Recordações do castelo medieval ainda sobrevivem nalguns trechos da imponente praça-forte de Valença do Minho, radicalmente reformada e robustecida no século XVII, de modo a resistir à ameaça da pólvora e das tropas espanholas que se aquartelavam na margem oposta do Rio Minho.

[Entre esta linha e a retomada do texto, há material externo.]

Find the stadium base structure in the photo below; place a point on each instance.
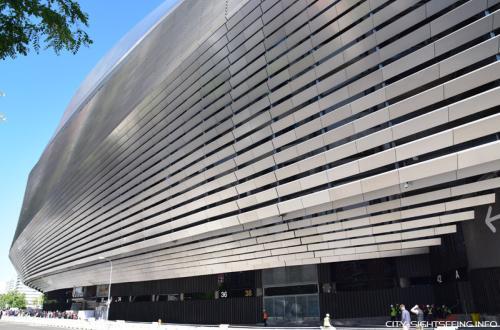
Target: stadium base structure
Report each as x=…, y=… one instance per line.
x=301, y=157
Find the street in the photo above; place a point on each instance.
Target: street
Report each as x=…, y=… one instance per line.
x=18, y=326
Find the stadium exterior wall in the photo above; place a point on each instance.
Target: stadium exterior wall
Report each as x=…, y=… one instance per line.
x=242, y=137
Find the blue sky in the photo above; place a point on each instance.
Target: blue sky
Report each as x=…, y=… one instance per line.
x=38, y=89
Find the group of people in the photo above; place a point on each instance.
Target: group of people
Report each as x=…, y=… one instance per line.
x=427, y=313
x=430, y=312
x=69, y=315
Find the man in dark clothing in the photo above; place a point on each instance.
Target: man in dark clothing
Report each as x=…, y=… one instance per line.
x=393, y=312
x=265, y=316
x=405, y=317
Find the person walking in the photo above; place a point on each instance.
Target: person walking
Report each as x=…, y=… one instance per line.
x=265, y=316
x=326, y=323
x=405, y=317
x=420, y=316
x=393, y=312
x=430, y=313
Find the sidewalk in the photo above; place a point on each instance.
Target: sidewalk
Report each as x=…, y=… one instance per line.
x=122, y=325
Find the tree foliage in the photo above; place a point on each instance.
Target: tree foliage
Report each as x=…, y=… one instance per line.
x=36, y=24
x=13, y=299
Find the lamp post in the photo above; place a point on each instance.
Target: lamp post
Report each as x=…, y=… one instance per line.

Com efeito, parte das muralhas com pedras sigladas, torres e portas contêm sinais da época românica e gótica, iniciativas realizadas ao longo da primeira dinastia de soberanos portugueses.
A vigilante e fronteiriça cidade de Valença revelou-se, desde os alvores da Nacionalidade, um importante ponto estratégico do nosso território, não escapando, ao correr do tempo, aos efeitos da guerra com a vizinha Espanha e das Invasões Francesas do século XIX.
Denominada Contrasta até ao século XV, esta cidade do Alto Minho passaria a designar-se Valença na segunda metade da centúria de Quatrocentos, por ordem de D. Afonso V - monarca que lhe concedeu privilégios sociais especiais outorgados em régio diploma. A Restauração de 1640 e subsequentes Guerras da Independência colocaram esta praça-forte sob o fogo da artilharia espanhola. Para atenuar o seu impacto destruidor, o visconde de Vila Nova de Cerveira - governador militar de Entre Douro e Minho - concebeu a reforma do conjunto fortificado, reforçando-o decisivamente, de acordo com um moderno plano de arquitetura militar. Estas obras prolongar-se-iam no decurso do século XVIII.
Com uma planta irregular, aproximadamente semicircular, que os diversos revelins e baluartes poligonais quebram, a praça-forte de Valença implanta-se no topo recortado de uma verdejante colina sobranceira ao Rio Minho. Os perímetros da Praça e da Porta do Revelim da Coroada encontram-se rodeados por um fosso, elevando-se sobre este as fortes e não muito altas muralhas. A fortificação divide-se em dois corpos, de diferente dimensão e complexidade. Alguns revelins protegem parte dos panos e das portas da muralha, enquanto poderosos baluartes com as suas guaritas reforçam, decisivamente, alguns dos seus trechos.
Intramuros, existe um complexo sistema de eirados salientes, canhoneiras angulares, esplanadas e parapeitos, disciplinando e conferindo unidade às várias áreas da fortificação. As portas fortificadas da Coroada e a do Meio são transpostas por pontes, ostentando a primeira destas, bem assim como a do Sol, de D. Afonso e da Gaviarra, graníticas pedras de armas reais e dos diversos governadores militares.
Durante as Guerras da Restauração, Valença só seria tomada uma vez pelas forças espanholas, para, logo de seguida, ser retomada pelo exército português sob o comando do conde de Castelo Melhor.
O século XIX viu as invasões napoleónicas tratarem impiedosamente a praça-forte, chegando o general Soult a tomá-la e a mandar explodir a Porta do Sol. No ano de 1828, Valença assistiu ao desenrolar da fratricida guerra civil entre absolutistas e liberais, para, alguns anos mais tarde, esta praça-forte voltar a estar no centro dos conflitos no período do Cabralismo. Cansada da guerra e de tanta violência, Valença só viria a conhecer a paz no dealbar da segunda metade do século XIX.